Moreover, the Board cited two prior Board decisions involving the State
(Board Decision Nos. 807 and 815) which indicated that a failure to
follow the deferral procedures does not necessarily affect the validity
of a disallowance.  The Board stated that it did not appear that the
deferral process (which provides an opportunity for a state to submit
documenta- tion supporting a claim) would serve any useful purpose here,
as the State was not contesting the amount of the interest but only
challenging HCFA's legal right to a share of the interest.

As to the substantive issue, the State admitted in its notice of appeal
that this appeal did not present any material issues of fact which
distinguished it from those issues considered by the Board in Decision
Nos. 588 and 721.  The State accordingly requested that, if the Board
should not reverse the disallowance on procedural grounds, the Board
issue a summary decision in this appeal based upon those two decisions
and their records.  State's letter to the Board dated July 21, 1987.
HCFA raised no objection to the issuance of a summary decision.  HCFA's
letter to the Board dated August 12, 1987.

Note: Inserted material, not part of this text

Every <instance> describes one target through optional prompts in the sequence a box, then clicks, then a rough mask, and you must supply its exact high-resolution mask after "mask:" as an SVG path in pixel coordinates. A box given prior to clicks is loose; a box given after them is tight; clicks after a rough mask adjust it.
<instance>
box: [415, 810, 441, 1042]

The Board directed the State to show cause why the Board should not then
issue a summary decision based on the analysis in the Order and in Board
Decision Nos. 807 and 815 on the procedural issue, and on Board Decision
Nos. 588 and 721 and their records on the substantive issues.

While repeating its objections to HCFA's actions, the State conceded
that it is appropriate for the Board to issue a summary decision in this
appeal.  The State presented no reason why the analysis in the Order was
incorrect.  State's letter to the Board dated August 13, 1987.

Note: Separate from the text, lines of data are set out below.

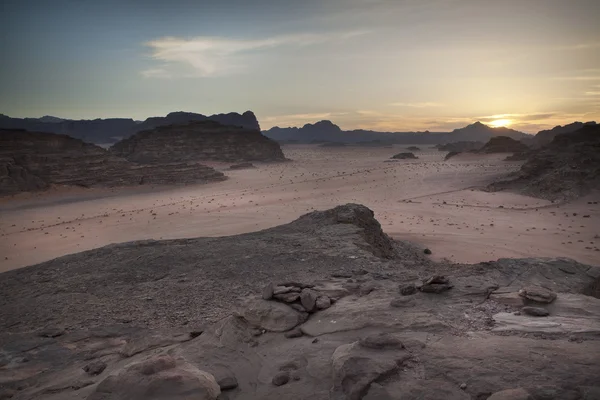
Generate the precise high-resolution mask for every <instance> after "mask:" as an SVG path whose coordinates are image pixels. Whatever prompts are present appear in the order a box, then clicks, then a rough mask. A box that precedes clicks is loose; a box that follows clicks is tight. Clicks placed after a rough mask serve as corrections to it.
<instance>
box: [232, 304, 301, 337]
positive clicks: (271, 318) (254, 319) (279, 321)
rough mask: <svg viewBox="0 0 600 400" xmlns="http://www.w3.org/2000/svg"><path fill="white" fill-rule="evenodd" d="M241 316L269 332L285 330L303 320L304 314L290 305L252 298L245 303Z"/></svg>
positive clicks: (280, 331)
mask: <svg viewBox="0 0 600 400" xmlns="http://www.w3.org/2000/svg"><path fill="white" fill-rule="evenodd" d="M242 317H244V319H245V320H246V321H248V323H250V324H251V325H254V326H256V327H258V328H262V329H265V330H267V331H271V332H285V331H289V330H290V329H293V328H295V327H296V326H297V325H299V324H301V323H302V322H304V320H305V318H304V316H303V315H302V314H301V313H299V312H297V311H296V310H294V309H293V308H291V307H290V306H288V305H286V304H283V303H277V302H273V301H265V300H262V299H253V300H250V301H248V302H247V303H246V306H245V308H244V310H243V312H242Z"/></svg>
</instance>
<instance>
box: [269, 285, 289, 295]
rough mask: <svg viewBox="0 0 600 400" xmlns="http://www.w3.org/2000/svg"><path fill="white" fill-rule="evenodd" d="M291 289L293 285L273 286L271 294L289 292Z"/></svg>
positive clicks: (275, 294)
mask: <svg viewBox="0 0 600 400" xmlns="http://www.w3.org/2000/svg"><path fill="white" fill-rule="evenodd" d="M292 289H294V287H293V286H275V287H274V288H273V295H276V294H285V293H289V292H291V291H292Z"/></svg>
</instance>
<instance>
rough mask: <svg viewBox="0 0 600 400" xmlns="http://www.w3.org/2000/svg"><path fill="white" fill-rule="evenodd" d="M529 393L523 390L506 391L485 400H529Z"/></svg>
mask: <svg viewBox="0 0 600 400" xmlns="http://www.w3.org/2000/svg"><path fill="white" fill-rule="evenodd" d="M530 399H531V397H530V396H529V392H527V390H525V389H523V388H517V389H506V390H501V391H500V392H496V393H494V394H492V395H491V396H490V397H488V398H487V400H530Z"/></svg>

We therefore sustain the disallowance of $46,990, based on the analysis
contained in:  (1) the Order to Show Cause; .(2) Decision Nos. 807 and
721; and (3) Decision Nos. 588 and 721, all of which we incorporate by
reference here. 1/

 


________________________________ Norval D. (John) Settle

 


________________________________ Alexander G. Teitz

 


________________________________ Judith A. Ballard Presiding Board
Member

 


1.     While we sustain the disallowance, we note that HCFA's statement
as to the procedure it was following here is confusing.  The footnotes
to the attachments to the supplemental grant award dated May 21, 1987
include paragraph H, which states that $46,990 represents a "claim for
interest due HCFA that is being recovered through the deferral process."
The definition of "Deferral Action" in 45 C.F.R. 201.15 is the "process
of suspending payment" of a claim "pending receipt and analysis of
further informa- tion relating to the allowability of the claim"; there
is no reference to recovering funds claimed to be due HCFA.